RELATOR: MIN. GILMAR MENDES


DECISÃO: Trata-se de suspensão de tutela antecipada, com pedido de medida
liminar, ajuizada pela União, contra decisão proferida pela Des. Selene
Maria de Almeida, do Tribunal Regional Federal da 1ª Região - TRF da 1ª
Região, nos autos do Agravo de Instrumento n° 2008.01.00.004474-1/RO.

A petição inicial relata que, na origem, o Ministério Público Federal
ajuizou ação civil pública, em face da União, para suspender, em sede de
tutela antecipada, a concorrência nº 1/2007, referente à concessão da
Floresta Nacional do Jamari/RO, bem como para que a então requerida se
abstenha de praticar quaisquer outros atos tendentes à formalização de outra
concorrência até decisão ulterior (fls. 51-62).

Em 17 de janeiro de 2008, o juízo da Segunda Vara Federal da Seção
Judiciária de Rondônia indeferiu a antecipação de tutela (fls. 40-47), sob o
fundamento de que a concorrência nº 1/2007 estaria respaldada na Lei nº
11.284/2006, que regula a gestão de florestas públicas para a produção
sustentável. Acrescentou que a Constituição Federal, em seu art. 225, não
vedaria a referida concessão, mas tão-somente limitaria a utilização do
meio-ambiente, impondo algumas restrições.

Por fim, o magistrado de primeira instância asseverou que a concessão em
exame não implicaria a transferência de domínio de área pública, uma vez que
a própria lei contraria essa afirmação, ao impor uma série de restrições
quanto ao uso da terra pública.

Contra essa decisão, o Ministério Público Federal interpôs agravo de
instrumento, com pedido de antecipação da tutela recursal, no TRF da 1ª
Região (fls. 23-39).

A relatora do agravo, Des. Maria Selene de Almeida, deferiu a antecipação de
tutela *"para sustar o processo de licitação da Floresta Nacional do Jamari
até que o Serviço Florestal Brasileiro obtenha autorização prévia do
Congresso Nacional, conforme determina o art. 49, XVII, da Constituição da
República" *(fls. 63-91).

A decisão impugnada fundamenta-se, em síntese, na suposta usurpação da
competência exclusiva conferida pelo art. 49, XVII, da Constituição Federal,
ao Congresso Nacional para aprovar a concessão de terras públicas com área
superior a dois mil e quinhen­tos hectares:

"A questão jurídica da submissão da concessão ao Congresso Nacional,
*ex vi*do art. 49, XVII, da Constituição, já foi matéria sujeita a
polêmica entre
os juristas, quando se verificou que o Projeto de Lei 4.776/05 não observava
a referida norma constitucional.

O Projeto de Lei 4776/2005 provocou muita polêmica entre ambientalistas,
governo e membros do Parlamento, exatamente por causa dessa omissão.

[...]

A r. decisão agravada partiu do pressuposto de que a Lei 11.284/06, que
retirou a possibilidade do Congresso Nacional examinar concessões de
florestas de grandes áreas, é constitucional.

Quanto ao argumento de que a lei presume-se constitucional, não se põe em
discussão que, realmente, a lei goza, no ordenamento jurídico, da presunção
de constitucionalidade, assim como o ato administrativo presume-se revestido
de legalidade.
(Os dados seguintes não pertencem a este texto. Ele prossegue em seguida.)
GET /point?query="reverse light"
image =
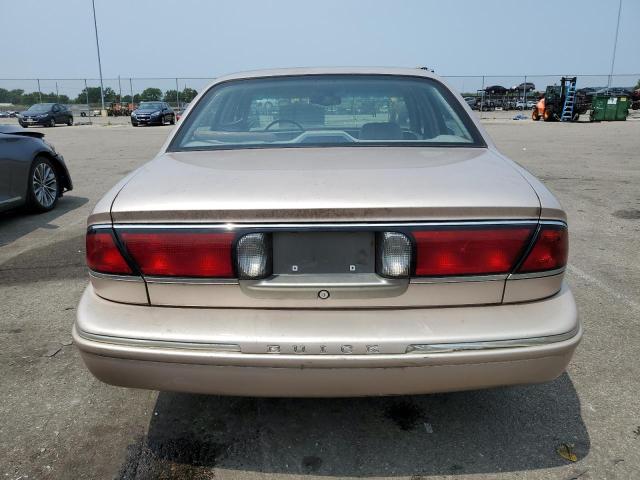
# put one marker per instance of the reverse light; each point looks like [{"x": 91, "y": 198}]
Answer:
[
  {"x": 550, "y": 251},
  {"x": 103, "y": 255},
  {"x": 394, "y": 254},
  {"x": 465, "y": 251},
  {"x": 181, "y": 253},
  {"x": 253, "y": 257}
]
Também não é admissível que o magistrado afaste tais
presunções sem demonstração evidente, acima de qualquer dúvida razoável, de
que está patente a violação à Constituição. Por isso, na dúvida, a decisão
do juízo singular ou colegiado deve ser pela confirmação da
constitucionalidade da norma impugnada.

O Projeto de Lei que deu origem a Lei 11.284/06 não previa a aprovação do
Parlamento para a concessão da floresta com área superior a 2.500 hectares,
*ex vi* do art. 49, XVII, da Constituição Federal de 1988. No Senado
Federal, o projeto recebeu emenda para que se adequasse à Constituição no
particular. A circunstância de ter havido veto presidencial, por si só, não
transforma o texto inconstitucional em constitucional. A vontade do Poder
Executivo ou de quem quer que seja não tem o condão de alterar a natureza
das coisas. Do contrário, ter-se-ia a conclusão, oposta ao ordenamento
jurídico, de que em todo caso de ocorrência de veto nasceria uma presunção
absoluta da constitucionalidade da norma.
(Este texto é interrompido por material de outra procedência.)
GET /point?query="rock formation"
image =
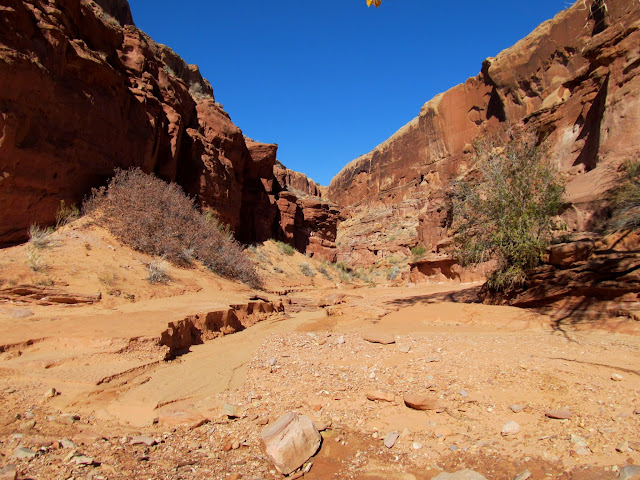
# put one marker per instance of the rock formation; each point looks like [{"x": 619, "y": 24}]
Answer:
[
  {"x": 83, "y": 91},
  {"x": 587, "y": 278},
  {"x": 573, "y": 81}
]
Por outro lado, é bizantina a distinção entre concessão de terra pública e
concessão florestal feita na decisão agravada. Concessão não é sinônimo de
alienação nem transferência de domínio. Não se conhece em sede de Direito
Administrativo a tese de que a concessão de bens, serviços ou terras
públicas, implique em transferência de domínio ou que concessão e alienação
de terras públicas tenham a mesma natureza jurídica.

A r. decisão agravada vale-se de um raciocínio falacioso porque a concessão
prevista no art. 49, XVII, da CF/88 não implica em alienação de propriedade.
Ademais, conforme destacado pelo Ministério Público Federal – agravante, são
bens imóveis o solo e tudo quanto lhe for incorporado natural ou
artificialmente.

A concessão é um ato administrativo pelo qual se institui um direito de uso,
de aproveitamento e exploração. Por meio da concessão se constitui um
direito real sobre coisas de domínio público. Contudo, é de sua essência a
revogabilidade. Não há transmissão do domínio pleno e a exploração que venha
a ocorrer será sempre limitada por esse domínio público.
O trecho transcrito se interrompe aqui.